Sudden Sensorineural Hearing Loss (SSNHL) is defined as a 30 dB loss over 3 continuous frequencies occurring in less than 3 days
6. If the reason is not clear the name of the disease becomes Idiopathic Sensorineural Hearing Loss (ISHL).
The etiology of the ISHL, is still unknown, what makes the topic still very controversial. In only 10% of the cases the cause can be found. One of the few emergencies in otology, the ISHL affects mostly those in their fourth decade of life, involving both the right and the left ears in equal proportions, and the 90% is unila-teral7,8. The incidence is estimated at approximately 10 cases per 100,000 population1. Because of the fact that the patients who had spontaneously remission did not seek help, the real incidence may be higher than thought. Several factors have been postulated to elicit the etiology of ISHL. The most recent studies concerning the possible causes of sudden hearing loss suggest vascular disorders, rupture of the inner ear membrane and autoimmune diseases; however, viral infections have received a great deal of attention in recent years9. Little is known about the mechanism of sudden hearing loss.
Viruses can cause sudden hearing loss in an acute infection, however the latent form, and its possible reactivation have also been considered as explanations of the cochlear injury mechanism. Even though hearing loss can be explained by a blood viscosity change, experimental and clinical studies do not show any evidence of labyrinthine fibrosis and new bone formation, or labyrinthine membrane breaks. These findings are not in agreement with vascular and rupture membrane factors, respectively. Although acute viral infections may cause such damage, latent infections and their reactivation may also explain the lesion. The main latent viruses are part of the group of herpes virus: they are ubiquitous, bear strong neurotropism as characteristic; they not always cause symptoms (subclinical infection) and have complex relation with ISHL. The other viruses varicella-zoster (VZV), cytomegalovirus, influenza, parainfluenza A, B, C, mumps, measles, rubella, rhinovirus and the Epstein-Barr10,11. Almost all the SHL cases caused by virus are unilateral. The bilateral occurrence is rare. Depending on the viral agent, the hearing loss may present a certain pattern. For example, mumps courses with severe and irreversible HL, while HL caused by VZV is of low severity and reversible.
Although SSNHL is a well-recognized condition, no standard definition or treatment protocol has been accepted. Multiple factors have limited the ability to develop standard definition and treatment protocols for SSNHL. Limited understanding of the pathophysiology of this disease has as its consequence the lack of an effective treatment. It has become clear that this disorder is not the result of a single disease process. Confounding the issue is the high spontaneous recovery rate. Most studies report a spontaneous recovery in 45% to 65% of patients12.
Steroids have become the most widely accepted treatment option for SSHL on the basis of their anti-inflammatory effect. Owing to the differences in the etiopathogenesis of SSHL, different therapeutic strategies have been applied. These include steroids alone or combined with vasodilators, hyperbaric oxygen, inhaled carbogen, anticoagulants, antiviral, or even cytotoxic medications.Though some reports claim that their treatments were effective, there is no universal agreement on what is the “best” treatment protocol.
Several factors affect the prognosis directly. They include the age of the patient, the audiometric pattern of hearing loss, the presence or absence of vertigo, and the interval between the onset of SSNHL and the reception of treatment within 6 days13. Age, time between onset and treatment, and audiogram type are shown to be significantly related to outcome. The best prognosis is in patients with midfrequency loss pattern, as reported in other studies.On the other hand prognosis is worse in children and over 60 years14. Recently HSP70 has been an important marker in treatment and following of the disease15.

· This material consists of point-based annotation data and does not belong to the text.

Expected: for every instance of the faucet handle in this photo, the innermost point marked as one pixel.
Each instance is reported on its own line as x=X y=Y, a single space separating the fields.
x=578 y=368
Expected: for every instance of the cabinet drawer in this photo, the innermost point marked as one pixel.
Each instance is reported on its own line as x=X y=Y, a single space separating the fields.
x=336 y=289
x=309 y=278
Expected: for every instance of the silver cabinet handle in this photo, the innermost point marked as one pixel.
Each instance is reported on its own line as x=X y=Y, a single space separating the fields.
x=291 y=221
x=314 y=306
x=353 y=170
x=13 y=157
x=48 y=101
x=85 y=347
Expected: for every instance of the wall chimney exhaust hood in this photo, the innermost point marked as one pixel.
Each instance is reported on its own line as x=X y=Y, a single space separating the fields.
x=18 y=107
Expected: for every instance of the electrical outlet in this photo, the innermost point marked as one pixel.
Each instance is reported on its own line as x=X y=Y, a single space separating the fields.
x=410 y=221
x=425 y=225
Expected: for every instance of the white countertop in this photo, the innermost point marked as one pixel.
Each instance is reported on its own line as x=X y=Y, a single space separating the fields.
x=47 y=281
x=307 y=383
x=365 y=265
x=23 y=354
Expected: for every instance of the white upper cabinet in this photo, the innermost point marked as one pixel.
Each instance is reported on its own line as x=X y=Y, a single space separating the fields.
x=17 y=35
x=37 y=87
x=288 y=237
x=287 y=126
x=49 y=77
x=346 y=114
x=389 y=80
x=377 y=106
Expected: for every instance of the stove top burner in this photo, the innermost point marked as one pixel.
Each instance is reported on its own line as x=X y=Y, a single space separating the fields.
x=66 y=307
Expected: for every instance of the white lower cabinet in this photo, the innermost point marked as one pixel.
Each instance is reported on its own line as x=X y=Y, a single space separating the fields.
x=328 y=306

In order to investigate risc factors for ISHL a lot of case-control study were done in past. Nakashima et al.16 reported that those who ate many fresh vege-tables were at a decreased risc for sudden deafness. If we look at the etiological factors of sudden deafness we can see that the disease is multifarious. So that the patient’s own anatomical structure can be a risk factor for sudden deafness.
In the study by Weber et al.17, it was demonstrated that steroid treatment improved the hearing via decreasing the suppression on edematous nerve in the internal acoustics channel, as showed by MRI. In this way, a narrow internal acoustic channel diameter can be a risk factor for sudden deafness theoretically. In the present study, there was no statistically significant difference between the patients’ affected and unaffected ears (p>0.05). However, the mean diameter of affected side of the patients was narrower than those of healthy controls (p<0.05).
Anemia, disturbance of iron metabolism, smoking and drinking habits have been incriminated as risk factors of sudden deafness in previous studies. The purpose of our study was to determine the corelation between internal acoustic channel diameter and ISHL. When we compare our results with control group, we have shown that the diameter of the channel can be significantly related to sudden deafness. In addition, according to our data, a narrow channel can be a risc factor. On the other hand further prospective studies are needed to evaluate the risk factors about the disease.